Some Cracking Ideas For New Blog Posts Coming Right Up

I’ve been planning on writing about the following topics recently for a series of posts for this blog. Several points I would like you to know, most here regarding LGBT rights, that I basically haven’t had the strength to say until recently:

  • Sexual attraction is based on perceived values of society, but maybe not exclusively, it matters how people smell to you as well.
  • Having a job is necessary to continue a relationship after childhood and it can sabotage relationships that don’t have an income because you are forced to have very different roles and this can cause you to not spend as much time together and cause disillusionment for some people in relationships who want to be equals and spend all their time together.
  • Couples jobs are a cute idea.
  • Notions of different roles each partner has to follow can manifest in an extremely toxic way especially in gay relationships.
  • It matters what you choose more than what you feel and commitment is technically more important than sexual compatibility.
  • Working together for the same goal or goals, that you can achieve together, brings people together emotionally and forms a strong bond.
  • People don’t understand how their insults can hurt, they might not mean them how you think, and sometimes when you are in a bad place, causal above board humour can hurt.
  • It’s been about 10 years since gay people have been allowed to marry as equals in this country,
  • Make sure marriage framed in a way where you come together more in your lifetime and don’t send each other away for a lifetime though believing too strongly you’re different.

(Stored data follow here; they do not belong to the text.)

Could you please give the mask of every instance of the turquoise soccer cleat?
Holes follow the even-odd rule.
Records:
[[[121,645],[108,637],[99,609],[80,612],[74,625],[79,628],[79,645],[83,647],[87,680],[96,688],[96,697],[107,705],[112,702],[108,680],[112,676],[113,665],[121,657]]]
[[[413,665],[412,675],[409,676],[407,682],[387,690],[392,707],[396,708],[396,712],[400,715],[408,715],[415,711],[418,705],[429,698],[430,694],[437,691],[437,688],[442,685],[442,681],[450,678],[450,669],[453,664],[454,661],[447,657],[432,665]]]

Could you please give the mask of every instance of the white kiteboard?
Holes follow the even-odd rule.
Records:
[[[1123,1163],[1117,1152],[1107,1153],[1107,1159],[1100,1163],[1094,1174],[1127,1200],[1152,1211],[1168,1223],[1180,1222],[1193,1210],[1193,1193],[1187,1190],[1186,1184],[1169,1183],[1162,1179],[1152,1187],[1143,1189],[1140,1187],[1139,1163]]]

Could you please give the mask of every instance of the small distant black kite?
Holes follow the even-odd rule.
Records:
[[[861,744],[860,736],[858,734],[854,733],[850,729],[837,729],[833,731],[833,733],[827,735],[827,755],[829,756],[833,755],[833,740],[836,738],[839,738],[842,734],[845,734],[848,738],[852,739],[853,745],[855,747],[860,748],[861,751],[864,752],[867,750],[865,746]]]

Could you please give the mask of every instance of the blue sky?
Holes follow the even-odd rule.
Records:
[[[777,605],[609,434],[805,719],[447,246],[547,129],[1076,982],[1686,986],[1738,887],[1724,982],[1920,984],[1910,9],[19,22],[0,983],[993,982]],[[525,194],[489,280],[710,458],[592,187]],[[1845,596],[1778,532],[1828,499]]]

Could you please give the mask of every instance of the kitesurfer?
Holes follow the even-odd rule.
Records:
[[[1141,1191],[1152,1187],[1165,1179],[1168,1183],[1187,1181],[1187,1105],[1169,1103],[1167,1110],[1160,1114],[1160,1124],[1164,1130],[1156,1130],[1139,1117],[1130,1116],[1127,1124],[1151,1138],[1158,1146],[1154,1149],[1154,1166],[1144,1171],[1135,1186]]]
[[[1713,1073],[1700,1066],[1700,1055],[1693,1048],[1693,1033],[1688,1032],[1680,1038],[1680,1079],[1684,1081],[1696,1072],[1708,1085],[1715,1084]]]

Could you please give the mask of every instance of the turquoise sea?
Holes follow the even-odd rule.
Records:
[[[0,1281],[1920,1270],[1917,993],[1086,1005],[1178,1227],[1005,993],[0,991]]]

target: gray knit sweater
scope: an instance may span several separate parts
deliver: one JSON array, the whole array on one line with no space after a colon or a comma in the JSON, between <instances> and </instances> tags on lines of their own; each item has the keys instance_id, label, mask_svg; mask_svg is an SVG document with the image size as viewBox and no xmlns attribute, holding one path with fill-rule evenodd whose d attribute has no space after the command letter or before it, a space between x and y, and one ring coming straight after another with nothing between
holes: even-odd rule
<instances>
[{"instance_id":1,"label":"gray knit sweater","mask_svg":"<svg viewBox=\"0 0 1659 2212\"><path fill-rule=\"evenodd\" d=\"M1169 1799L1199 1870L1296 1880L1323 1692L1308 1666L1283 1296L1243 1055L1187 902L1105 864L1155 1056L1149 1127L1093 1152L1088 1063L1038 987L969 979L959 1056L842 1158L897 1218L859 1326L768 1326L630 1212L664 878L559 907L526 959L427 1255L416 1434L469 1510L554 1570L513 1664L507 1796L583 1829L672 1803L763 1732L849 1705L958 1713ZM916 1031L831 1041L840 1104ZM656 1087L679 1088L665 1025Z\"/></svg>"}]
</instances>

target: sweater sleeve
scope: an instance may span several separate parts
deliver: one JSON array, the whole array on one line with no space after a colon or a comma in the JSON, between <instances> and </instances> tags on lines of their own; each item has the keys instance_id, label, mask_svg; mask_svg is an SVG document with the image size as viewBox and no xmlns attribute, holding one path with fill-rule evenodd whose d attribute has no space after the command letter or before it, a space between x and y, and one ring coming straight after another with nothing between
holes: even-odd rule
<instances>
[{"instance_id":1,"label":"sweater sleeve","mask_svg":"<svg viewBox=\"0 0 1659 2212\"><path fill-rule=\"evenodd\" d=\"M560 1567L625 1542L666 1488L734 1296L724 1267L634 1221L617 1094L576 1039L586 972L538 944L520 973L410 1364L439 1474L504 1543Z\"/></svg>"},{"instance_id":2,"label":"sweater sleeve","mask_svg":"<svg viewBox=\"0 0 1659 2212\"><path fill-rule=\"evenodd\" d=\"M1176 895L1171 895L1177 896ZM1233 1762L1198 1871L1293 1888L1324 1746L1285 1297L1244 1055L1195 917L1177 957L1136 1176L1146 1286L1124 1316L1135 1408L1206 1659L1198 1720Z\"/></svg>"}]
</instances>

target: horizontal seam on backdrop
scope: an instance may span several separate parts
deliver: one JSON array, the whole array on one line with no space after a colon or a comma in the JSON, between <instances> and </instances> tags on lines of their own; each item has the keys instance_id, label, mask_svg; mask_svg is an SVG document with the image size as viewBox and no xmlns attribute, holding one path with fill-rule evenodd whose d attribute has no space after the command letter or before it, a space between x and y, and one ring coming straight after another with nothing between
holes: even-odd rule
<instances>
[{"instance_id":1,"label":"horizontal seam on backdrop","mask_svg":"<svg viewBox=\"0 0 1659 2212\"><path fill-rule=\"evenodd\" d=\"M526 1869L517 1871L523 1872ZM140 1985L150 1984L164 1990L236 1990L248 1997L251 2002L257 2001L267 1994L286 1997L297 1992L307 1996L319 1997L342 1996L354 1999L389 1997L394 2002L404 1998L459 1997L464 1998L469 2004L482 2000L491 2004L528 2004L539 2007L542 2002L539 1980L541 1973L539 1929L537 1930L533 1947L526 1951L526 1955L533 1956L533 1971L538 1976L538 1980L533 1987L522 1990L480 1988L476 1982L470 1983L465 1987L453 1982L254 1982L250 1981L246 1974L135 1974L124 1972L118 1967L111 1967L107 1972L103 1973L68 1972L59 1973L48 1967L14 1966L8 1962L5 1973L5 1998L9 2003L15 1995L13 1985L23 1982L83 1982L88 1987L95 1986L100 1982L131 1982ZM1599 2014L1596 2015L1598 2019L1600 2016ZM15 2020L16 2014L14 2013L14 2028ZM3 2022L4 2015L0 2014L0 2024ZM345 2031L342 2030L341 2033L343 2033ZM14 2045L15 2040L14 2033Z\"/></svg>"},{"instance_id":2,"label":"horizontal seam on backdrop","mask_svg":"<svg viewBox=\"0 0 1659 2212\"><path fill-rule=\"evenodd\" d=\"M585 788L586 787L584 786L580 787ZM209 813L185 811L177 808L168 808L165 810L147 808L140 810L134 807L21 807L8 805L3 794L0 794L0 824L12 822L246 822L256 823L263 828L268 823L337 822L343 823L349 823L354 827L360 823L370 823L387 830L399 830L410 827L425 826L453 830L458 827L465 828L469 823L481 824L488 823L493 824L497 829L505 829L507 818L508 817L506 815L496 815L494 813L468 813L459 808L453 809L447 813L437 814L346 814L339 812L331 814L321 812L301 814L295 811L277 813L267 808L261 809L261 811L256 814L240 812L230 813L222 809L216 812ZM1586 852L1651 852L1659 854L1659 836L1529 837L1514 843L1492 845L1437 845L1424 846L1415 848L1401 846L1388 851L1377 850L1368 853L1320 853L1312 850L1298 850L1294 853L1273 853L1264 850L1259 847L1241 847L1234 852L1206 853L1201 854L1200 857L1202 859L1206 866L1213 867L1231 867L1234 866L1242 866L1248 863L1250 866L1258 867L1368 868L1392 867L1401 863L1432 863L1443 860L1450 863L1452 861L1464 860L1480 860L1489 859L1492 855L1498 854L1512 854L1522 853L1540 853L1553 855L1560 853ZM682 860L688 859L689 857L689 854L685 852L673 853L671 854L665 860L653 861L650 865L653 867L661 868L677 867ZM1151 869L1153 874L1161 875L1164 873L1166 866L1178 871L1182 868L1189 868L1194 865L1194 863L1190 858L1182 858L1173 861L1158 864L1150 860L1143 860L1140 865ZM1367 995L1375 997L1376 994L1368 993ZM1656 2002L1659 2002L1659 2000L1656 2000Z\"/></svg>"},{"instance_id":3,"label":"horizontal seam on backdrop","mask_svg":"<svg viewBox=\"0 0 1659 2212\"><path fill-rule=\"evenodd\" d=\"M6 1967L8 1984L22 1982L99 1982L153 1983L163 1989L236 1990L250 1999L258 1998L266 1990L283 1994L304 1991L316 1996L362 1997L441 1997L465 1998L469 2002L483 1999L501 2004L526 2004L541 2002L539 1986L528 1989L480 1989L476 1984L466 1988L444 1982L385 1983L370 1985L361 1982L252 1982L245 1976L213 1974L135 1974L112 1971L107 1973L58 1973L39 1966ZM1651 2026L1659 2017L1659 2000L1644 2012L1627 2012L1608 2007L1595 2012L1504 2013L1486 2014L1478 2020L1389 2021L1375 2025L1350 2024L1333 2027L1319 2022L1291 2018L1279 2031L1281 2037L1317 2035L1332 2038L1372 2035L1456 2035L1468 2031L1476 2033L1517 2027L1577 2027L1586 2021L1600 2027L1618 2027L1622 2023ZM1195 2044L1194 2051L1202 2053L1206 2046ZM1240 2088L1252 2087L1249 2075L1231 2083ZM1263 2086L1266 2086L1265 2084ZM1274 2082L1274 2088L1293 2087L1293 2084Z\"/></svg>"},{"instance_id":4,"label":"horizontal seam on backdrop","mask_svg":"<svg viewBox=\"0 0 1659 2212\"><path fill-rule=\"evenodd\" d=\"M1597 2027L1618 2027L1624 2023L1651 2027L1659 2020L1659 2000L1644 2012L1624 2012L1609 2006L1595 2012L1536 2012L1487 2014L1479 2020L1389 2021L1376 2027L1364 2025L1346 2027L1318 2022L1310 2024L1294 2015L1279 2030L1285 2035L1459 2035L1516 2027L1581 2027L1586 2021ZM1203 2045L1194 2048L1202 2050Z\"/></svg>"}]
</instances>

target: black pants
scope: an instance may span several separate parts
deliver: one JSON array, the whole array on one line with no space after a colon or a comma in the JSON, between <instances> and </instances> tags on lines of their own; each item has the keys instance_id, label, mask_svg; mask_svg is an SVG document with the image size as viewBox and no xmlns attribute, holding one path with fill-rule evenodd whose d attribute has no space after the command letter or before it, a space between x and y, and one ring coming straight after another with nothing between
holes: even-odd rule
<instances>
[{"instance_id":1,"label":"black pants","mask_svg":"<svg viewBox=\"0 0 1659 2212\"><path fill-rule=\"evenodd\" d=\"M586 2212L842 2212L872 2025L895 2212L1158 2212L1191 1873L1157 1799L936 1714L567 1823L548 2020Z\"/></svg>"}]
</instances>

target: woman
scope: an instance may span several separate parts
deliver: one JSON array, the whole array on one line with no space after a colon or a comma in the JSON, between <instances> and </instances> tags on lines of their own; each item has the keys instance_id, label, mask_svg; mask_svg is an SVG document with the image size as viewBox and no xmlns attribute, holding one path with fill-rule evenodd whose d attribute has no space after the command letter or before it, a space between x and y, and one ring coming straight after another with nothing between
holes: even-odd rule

This is applicable to any relationship.
  • Human minds are so similar that with the same opportunities we can practically all do practically anything someone else’s mind can do with the same resources.
  • Gay people can make people happy and support the community by doing what feels right to them.

Also, regarding topics often regarded to be in the same family:

  • Transexuals or those who want another sexual identity, while sometimes unrelated to your relationship status or if you are gay, should be equally supported.
  • If you are transitioning its best to do it young or to be fully informed of what it means regarding people’s perception and changes made to your body as well.
  • It’s important to remember that you simply are a woman if you are a woman, you don’t need a vagina, and you simply are a man if you are a man, you don’t need balls, the most important thing regarding your bits is sexual experience and the most important part of your conversation dynamic is your comfort and self worth.
  • You shouldn’t worry if you don’t know what gender you are, at the end of the day male and female are both just identities under being human, you shouldn’t feel pressured to change gender if you are undecided, only if you want to.
  • Medical attention and supervision can help massively.

Regarding sex and sexual identity in general there is suspiciously little openly shared information that everyone agrees on, you’re free to chose your own identity, but be kind to yourself and bear in mind that sex should enhance your relationship, not define it. People use a lot of sexual rooted insults, often without thinking, but there are insults (unfortunately) that apply to anyone and everyone, we’re equally vulnerable. Try to use task based insults not sexual ones, because if you only disagree on the task level and not the personal level you can rescue any relationship or friendship by learning together. People often want what they don’t have emotionally and as they get it they get more similar to those around them, keep it fresh.